My house is relatively neat except for one corner. In my den behind the couch, a regurgitating miasma waits for my full attention; two baskets of paper bills, a world globe, a sewing machine, stacked clear plastic containers of quilting fabrics, a fishing tackle box of beads and beading supplies, photos and the albums they should need to go into, and a fabric cutting mat -- muscle for space in front of floor-to-ceiling bookshelves of crafts, theology, fiction and gardening books.

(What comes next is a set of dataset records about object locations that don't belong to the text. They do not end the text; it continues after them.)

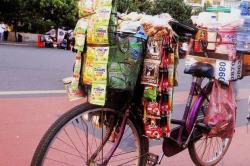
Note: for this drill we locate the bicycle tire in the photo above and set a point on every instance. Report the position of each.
(198, 160)
(52, 134)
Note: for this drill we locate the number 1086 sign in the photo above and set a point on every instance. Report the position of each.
(228, 70)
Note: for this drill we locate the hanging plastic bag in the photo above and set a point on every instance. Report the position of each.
(220, 114)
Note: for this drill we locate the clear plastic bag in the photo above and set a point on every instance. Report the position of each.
(220, 114)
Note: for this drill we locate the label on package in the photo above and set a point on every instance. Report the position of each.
(150, 72)
(100, 73)
(98, 94)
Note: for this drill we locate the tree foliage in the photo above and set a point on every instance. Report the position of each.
(134, 6)
(38, 15)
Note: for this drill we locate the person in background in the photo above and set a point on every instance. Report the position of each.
(6, 32)
(2, 29)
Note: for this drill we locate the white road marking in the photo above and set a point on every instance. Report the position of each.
(34, 92)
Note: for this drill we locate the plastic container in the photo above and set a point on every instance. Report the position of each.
(243, 39)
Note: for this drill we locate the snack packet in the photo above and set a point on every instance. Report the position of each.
(88, 67)
(101, 54)
(81, 26)
(98, 94)
(150, 92)
(102, 15)
(102, 3)
(80, 34)
(100, 73)
(150, 72)
(77, 70)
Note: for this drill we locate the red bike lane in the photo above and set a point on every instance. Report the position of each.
(24, 120)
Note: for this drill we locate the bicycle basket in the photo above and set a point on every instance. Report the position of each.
(125, 61)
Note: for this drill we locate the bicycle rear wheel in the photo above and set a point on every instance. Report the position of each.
(85, 135)
(208, 150)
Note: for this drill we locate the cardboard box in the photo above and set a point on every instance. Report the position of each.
(246, 64)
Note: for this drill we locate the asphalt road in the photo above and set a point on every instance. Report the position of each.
(25, 116)
(34, 69)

The problem with the past is we perceive it as a regurgitating space of disorder, random experiences, joyful surprises, creative bursts and shameful moments. The past will always encroach on the present and future and it must; the past is who we were and in a universe of constant becoming, the past is along for the ride. Sure I could shove all my clutter under the table in my den, but like the past, shoving dust under a rug only masks it and doesn't solve the issues. And the future? Worry. Always worry.
The Buddha is right, one must concentrate on the present moment to explore one's divinity or from my own religious tradition, the Christ within. But what about the pesky past or the anxious future? They're always getting in the way.
A few years ago, I developed a spiritual tradition called "Tissue Prayers." Finding a comfortable position in a chair (meditation does not have to be painful to be successful!) I write on pieces of paper my joys and heartbreaks, hopes and fears, and I place them in a baggie or paper sack. Like tickets in a raffle, I shake them up. At this point I either stand and walk in a circle similar to the Labyrinth discipline or I remain seated and pick out each item one by one. I cry over it, maybe clutch the paper to my heart and when I have honored and accepted every feeling, asked for forgiveness if needed, and offered them up to the Divine Healer, I discard the paper just like a tissue. I have also been known to burn the tissue prayers and on one occasion, I buried them. Either way, my gesture serves one function; I am done with this for now. I perform this prayer discipline at the beginning of every retreat so my mind and heart can be in the present moment -- ready to receive healing in the present for the past and future.
If ever you need to clear the slate and open up your heart to healing and divine love, tissue prayers will get you there.